Secretário municipal da cultura não descartou possibilidades


Música cristã pode ser incluída na próxima Virada Cultural de SP

O secretário municipal de cultura da prefeitura de São Paulo, André Sturm, afirmou que a música cristã contemporânea terá espaço na Virada Cultural da capital paulista a partir de 2018, depois de 14 anos sem apresentações deste cunho.

Em uma reunião ocorrida com vereadores da bancada cristã da Câmara Municipal de São Paulo, Sturm discutiu com parlamentares formas de incluir a música cristã na programação cultural que envolve a principal metrópole do Brasil.



Na avaliação dos vereadores e do secretário, a música cristã contemporânea deve ter um espaço exclusivo no evento. De acordo com a assessoria do vereador Rinaldi Digilo, a primeira ação em direção a essa inclusão foi trazer o cantor Felipe Lancaster no Autódromo de Interlagos. Assim, a ideia é montar um bloco com mais artistas e bandas.

“Quero colocar essa nossa disposição concreta de abrir esse espaço para a música gospel em São Paulo. Por isso, estou aqui ou se não fosse assim, não viria. Algo que me incomoda é essa visão errada que se tem de: por que quando é um artista ligado a tradição da religião afro é cultural e quando é da tradição cristã não é cultural? Falo isso com tranquilidade, pois compartilho de outra religião. Sou judeu e reconheço a importância da música gospel”, disse André Sturm.

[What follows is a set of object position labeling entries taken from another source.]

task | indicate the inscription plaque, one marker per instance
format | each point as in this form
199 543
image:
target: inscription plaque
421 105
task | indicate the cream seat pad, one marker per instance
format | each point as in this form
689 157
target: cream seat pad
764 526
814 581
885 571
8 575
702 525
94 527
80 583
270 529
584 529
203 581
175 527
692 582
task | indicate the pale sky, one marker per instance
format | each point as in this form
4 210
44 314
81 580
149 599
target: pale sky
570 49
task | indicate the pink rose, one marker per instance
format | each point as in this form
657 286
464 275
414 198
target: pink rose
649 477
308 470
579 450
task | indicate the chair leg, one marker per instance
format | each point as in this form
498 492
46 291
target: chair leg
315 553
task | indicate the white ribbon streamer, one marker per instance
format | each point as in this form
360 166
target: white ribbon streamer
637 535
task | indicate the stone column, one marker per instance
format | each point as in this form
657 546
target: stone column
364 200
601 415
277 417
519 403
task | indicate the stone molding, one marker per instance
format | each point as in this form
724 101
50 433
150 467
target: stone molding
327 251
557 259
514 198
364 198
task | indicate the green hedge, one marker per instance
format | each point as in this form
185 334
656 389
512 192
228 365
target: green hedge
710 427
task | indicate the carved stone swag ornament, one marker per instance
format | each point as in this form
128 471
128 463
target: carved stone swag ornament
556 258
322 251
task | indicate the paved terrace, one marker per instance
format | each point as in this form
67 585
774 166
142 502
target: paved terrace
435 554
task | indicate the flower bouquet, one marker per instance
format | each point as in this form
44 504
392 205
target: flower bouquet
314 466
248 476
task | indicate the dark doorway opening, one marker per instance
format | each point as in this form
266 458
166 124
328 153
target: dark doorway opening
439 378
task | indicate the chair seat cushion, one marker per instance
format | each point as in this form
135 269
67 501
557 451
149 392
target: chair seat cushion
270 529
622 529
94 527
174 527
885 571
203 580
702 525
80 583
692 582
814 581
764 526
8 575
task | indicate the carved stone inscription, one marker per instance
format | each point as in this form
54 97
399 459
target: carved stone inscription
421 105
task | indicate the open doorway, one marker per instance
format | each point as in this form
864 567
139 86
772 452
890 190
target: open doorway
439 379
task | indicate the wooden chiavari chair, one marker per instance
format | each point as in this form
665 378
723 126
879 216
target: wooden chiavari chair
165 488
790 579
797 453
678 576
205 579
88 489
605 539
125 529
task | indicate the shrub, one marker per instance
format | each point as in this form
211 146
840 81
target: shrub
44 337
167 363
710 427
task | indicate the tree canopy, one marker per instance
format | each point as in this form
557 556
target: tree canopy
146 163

Os vereadores também querem que a música cristã esteja mais presente nos locais de cultura da cidade. Rinaldi, pastor da Igreja do Evangelho Quadrangular, afirma que, pela contribuição social dos evangélicos, sua presença deveria ser mais efetiva nestes espaços.



“Nós, cristãos, ajudamos com arrecadação de cobertores para os centros para pessoas em situação de rua, fazemos um bom trabalho em áreas como a Cracolândia e ajudamos a cidade. Mas na hora de utilizar os equipamentos culturais, sinto um preconceito e uma discriminação. É preciso mudar isso”, afirmou.

André Sturm fez ressalvas contra possíveis críticas. “Não estamos falando de manifestação religiosa, que é proibido por lei nesses equipamentos, mas sim de artistas com um trabalho musical de qualidade e reconhecido, culturalmente valioso, que devem ter seu espaço”.